The school is called ‘School of Tyres’ because it was built with tyres in 2009 thanks to the help of the Italian NGO Vento di Terra (Wind of Earth), the Comboni Sisters, Rabbis for human rights and other NGOs.

It has nine classes for 170 pupils, boys and girls, 35-40 from the village, whilst the others come from the surrounding areas.

For the two nuns, the Israeli government plans to move the residents to a place near al-Jabal, the hill, a garbage dumb. "It's very, very narrow. It raises the question of where the residents’ small herds will go.”

The new site should include a prefabricated school but for residents only.
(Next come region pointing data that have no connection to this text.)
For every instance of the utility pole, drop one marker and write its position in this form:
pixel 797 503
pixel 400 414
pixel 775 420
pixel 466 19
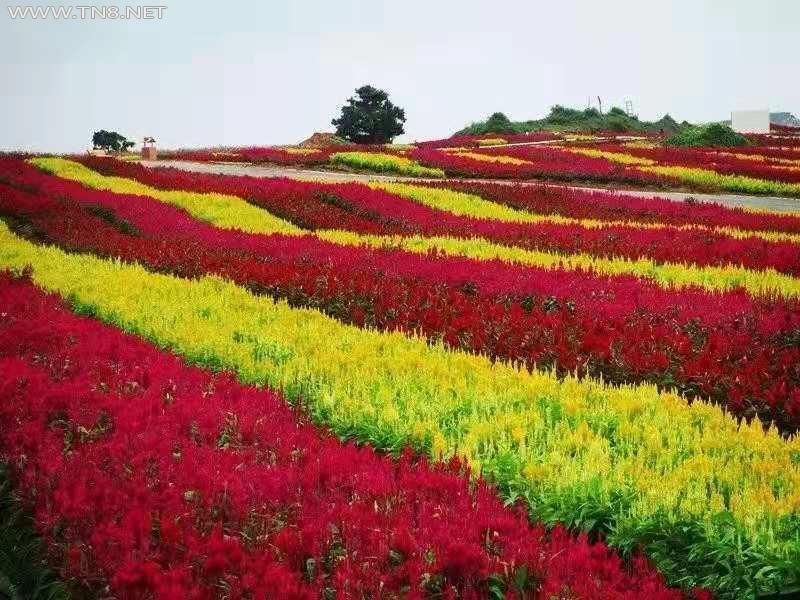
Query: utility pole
pixel 629 108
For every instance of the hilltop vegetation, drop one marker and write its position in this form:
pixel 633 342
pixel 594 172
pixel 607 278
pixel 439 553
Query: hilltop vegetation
pixel 715 134
pixel 562 118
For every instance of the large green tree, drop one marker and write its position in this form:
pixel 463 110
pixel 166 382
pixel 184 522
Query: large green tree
pixel 111 140
pixel 370 118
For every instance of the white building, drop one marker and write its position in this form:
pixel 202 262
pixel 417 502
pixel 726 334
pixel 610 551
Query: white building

So "Where will the other children go?” Sister Agnese asks. “For them it would mean going to school in Ramallah, Jericho . . . but they are far away, there is no school bus service, and the road is very dangerous, because it is a very busy highway."

NGOs like B'tselem have slammed the decision, because it was based on the idea that the Bedouins built without a permit when in fact it is impossible for them to get one.

“The Palestinians cannot build legally and are excluded from the decision-making mechanisms that determine how their lives will look,” B'tselem said.

In light of the situation, many outsiders have expressed solidarity towards the villagers, Sister Agnese and Sister Azezet said.

“At present, many Israeli and Palestinian activists are here,” Sister Agnese said. “They have been coming for months to sleep here so that the community does not feel alone, to make them feel that they have support.”